Ángel no quiso oír más ni añadir una palabra. ¡Tan honda y tan negra le iba pareciendo la sima! La Esfinge, implacable, trató de ennegrecerla y ahondarla todavía más. Su marido se lo impidió con una mirada que tuvo toda la fuerza de un discurso para su corazón de madre. Ángel se levantó aturdido y mudo para retirarse de allí, y al mismo tiempo extendió el brazo para recoger el retrato de Luz, que estaba sobre la mesa.

-Tómale, hijo mío -le dijo su padre adivinándole la intención y apoderándose de la tarjeta antes que él-. Pero aguarda un poco. (Don Santiago volvió a contemplar el retrato.) Sí..., ¡clavada!... Bien decía yo antes para mí: «¿a quién que yo conozco se parece esta cara?» ¡Claro!, ¿a quién había de parecerse?... ¡Si me asombra que por este rastro, y sabiendo lo que ya sabía, no hubiera yo dado en el quid antes que tú me le descubrieras!...

-Esos parecidos -dijo la Esfinge -son el sello que pone la mano de Dios en las obras del demonio, como esa desdichada criatura, para aviso de las gentes honradas...

-¡Mujer!...

-Para que duela lo digo, Santiago, para que duela..., porque esa clase de heridas no se curan con bálsamos dulces: se curan a fuego, entre martirios como el que estoy padeciendo yo viendo al hijo de mis entrañas, al regalo de mis ojos, entre las uñas de Satanás. ¿Merecía él ese destino? ¿Le hemos criado tú y yo para eso?

-No, mujer, no -díjola don Santiago en santa calma-; pero a un solo fin se puede ir por diversos caminos... Déjame por donde voy ahora, que yo sé que no voy mal y que he de llegar antes y mejor que por donde tú quieres que vaya.

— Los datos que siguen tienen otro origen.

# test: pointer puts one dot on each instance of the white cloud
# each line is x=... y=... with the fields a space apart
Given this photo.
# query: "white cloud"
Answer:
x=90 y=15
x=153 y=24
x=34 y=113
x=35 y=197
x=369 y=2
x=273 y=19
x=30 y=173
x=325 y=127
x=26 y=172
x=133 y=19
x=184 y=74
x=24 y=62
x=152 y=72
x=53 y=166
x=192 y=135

Luego, volviéndose a Ángel, que continuaba mudo y cada vez más aturdido, dijole entregándole el retrato:

-Tómale, hijo, ya que le deseas..., como es natural; pero procura no tenerle delante cuando medites sobre lo que te he dicho, para resolver lo que te conviene.

Ángel recogió la tarjeta, y salió, con ella en la mano, del despacho de su padre; y es cosa averiguada que en cuanto se vio solo y encerrado en su gabinete, desahogó las fatigas de su pecho regando con lágrimas ardientes y devorando a besos resonantes aquella imagen fidelísima de la más hechicera «obra del demonio».